И тут опять раздался громовой лязг и металлический грохот.
Рывком, с криком отчаяния рванулся я с постели – все исчезло. Пустота, рассветные сумерки, тяжелое дыхание. И рев удаляющегося мотора за окном. Я подбежал к растворенной фрамуге и увидел, что по Садовой небыстро уезжает грузовик-снегоуборщик, здоровенный утюг с бульдозерной лопатой впереди.
Ёкнуло сердце, я перевесился через подоконник вниз – у тротуара съежилась груда металлического лома. Останки отремонтированного заново «моськи».
Летел по лестнице через три ступеньки, выбежал в холодную тонкую морось дождя и за десять шагов уже знал – труп. Они убили «моську» насовсем.
Вот финиш гонок с преследованием, так они выигрывают все соревнования. Когда можно все и всех убить – упрощаются любые состязания. Это они меня пугают. Ведь можно было убить нас с «моськой» вместе. Просто пока еще не время.
Бандит ударил «моську» дважды – спереди, потом развернулся и врезал сзади. Кузов выгнулся и расплющился. Переломился и вылез наружу подрамник, сели боковые стойки. Багажник уполз в кабину. Рулевая колонка воткнулась в потолок. Квадратики рассыпавшегося лобового стекла плавали льдинками в коричнево-черной луже масла, вытекающего из расколовшегося картера. Ржавые потеки воды из порванного пополам радиатора. Двигатель на асфальте. И задранное вверх правое колесо.
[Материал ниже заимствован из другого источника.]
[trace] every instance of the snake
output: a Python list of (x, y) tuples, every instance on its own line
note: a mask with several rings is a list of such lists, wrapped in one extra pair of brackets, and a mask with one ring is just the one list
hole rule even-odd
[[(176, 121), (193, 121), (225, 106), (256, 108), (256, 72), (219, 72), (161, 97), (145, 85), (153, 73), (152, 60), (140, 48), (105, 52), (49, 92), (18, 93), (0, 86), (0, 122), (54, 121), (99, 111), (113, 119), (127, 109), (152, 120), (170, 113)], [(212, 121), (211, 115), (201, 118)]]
На смятой в стиральную доску крыше с тихим треском лопалась и отслаивалась краска. Задняя дверца была распахнута. Я влез в кабину, сжался в уголке и погрузился в какое-то странное состояние – не то оцепенение, не то обморок, не то немая истерика. Я слушал, как над моей головой потрескивает отлетающая краска, будто лопались стручки, и вяло думал о том, как кусками разваливается моя жизнь. Я думал о том, что никакая машина не заменит мне больше «моську» – и не потому даже, что у меня никогда не будет денег на покупку другой машины. «Моська» был важной частью моей жизни. И особенно жизни с Улой. Не верится, что моя жизнь когда-то вмещала столько счастья. Ах, какое это счастье – неведение! Как должны быть счастливы люди с иммунитетом к неизлечимому недугу – обеспокоенности правдой! Боже, какой это высокий и страшный недуг, не признающий благополучных исходов!
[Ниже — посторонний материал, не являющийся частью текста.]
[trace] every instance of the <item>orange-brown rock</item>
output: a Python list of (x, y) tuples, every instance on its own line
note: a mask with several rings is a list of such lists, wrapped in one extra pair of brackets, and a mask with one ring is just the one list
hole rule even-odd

Вокруг убитого растерзанного «моськи» собирались ранние прохожие, сочувствовали, вздыхали, удивлялись, шутили, кто-то злорадствовал, советовали мне собрать валяющиеся вокруг детали – что-то продать можно, спрашивали – не поранило ли меня, а маленькая старуха с лошадиным лицом, похожая на пони, сказала, что я, наверняка, пьяный – иначе незачем сидеть мне в порушенной машине.
Не объяснить им, что я не ранен, не пьян, не сокрушен в потере последнего своего имущества. Разве можно объяснить прохожим, что такое скорбь о маленьком верном «моське»? Товарища убили.
Потом я пошел домой, оделся, бесцельно послонялся по комнате и подумал, что самое время люто напиться. Нужно дать нервам разрядку. Раз вы меня не убили вместе с «моськой» – теперь мой ход.
Дорогие мои товарищи мучители! Вы не учли одну важную подробность, вы о ней попросту не знаете. А называется она национальный характер. Такая штука существует, хотя вы глубоко уверены, что вам удалось его уничтожить, превратив нас в жалобных просителей и дрожащих напуганных тварей.
И малоизученной чертой нашего национального характера является русская ярость – необъятная волна застящего глаза гнева, что родится от отчаяния, горячего и блестящего, как нож, безоглядного, бурей вздымающаяся злоба на поношение, когда уже не думаешь о корысти или расчете, когда не помнишь о каре и не страшишься мести, когда нет большей цели, чем порванная вражья пасть, и мечты нет выше, чем за правоту свою костьми полечь!
Не напугаете вы меня больше. Ярость во мне белая – как безумие, как ненависть, как смерть…
Выбежал на улицу, прохожие глазеют на разбитого «моську», и милиция уже пожаловала, золотыми фуражками покачивают, лбы многомудрые напрягают, языками цокают. Но не стал я им ничего говорить. Это глупо – я ведь уже лишен мира, и права, и вольностей…
И Нина Федорова здесь же стоит почему-то – наша секретарша из Союза писателей. На меня смотрит с болью, лицо трясется.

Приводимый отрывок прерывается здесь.